Watching Cambodia opens with a visit to the Khmer Rouge zone in 1972, the only one by a western observer before Pol Pot's victory in 1975. But legwork in the rice fields was not enough. Understanding Cambodia is not an easy matter. It requires sifting through mountains of documents, from Angkorian stone inscriptions to Khmer Rouge radio transcripts, as well as reading and evaluating piles of books written by scholars, travelers, journalists, and technicians.
It further requires carefully listening to people from all walks of life: farmers, monks, politicians, guerrilla fighters, teachers, and sometimes killers and their potential victims.

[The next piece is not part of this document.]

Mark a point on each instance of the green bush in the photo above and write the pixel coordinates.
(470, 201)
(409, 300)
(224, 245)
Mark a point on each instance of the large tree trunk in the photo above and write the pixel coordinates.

The country is like a labyrinth, and this book explores several entrances. The first such entrance opens onto the agrarian question. Another reveals the lines along which the Khmers organize their political life. Yet a third looks into the interplay between the big powers' political games and internal problems. Finally, the relationship between the Vietnamese and Khmer communists provides another view into the corridors of power.
Events are multi-faceted. The essays contained in this book try to reveal a number of the facets so that the reader can appreciate the labyrinthine nature of the Cambodian experience. But there is no final word, no hidden truth at the end. That would require entering all the gates of the labyrinth at the same time.
Cambodia is a complex society with a complex history. This books upholds a complex approach as the only way to encounter the reality of the Cambodian experience.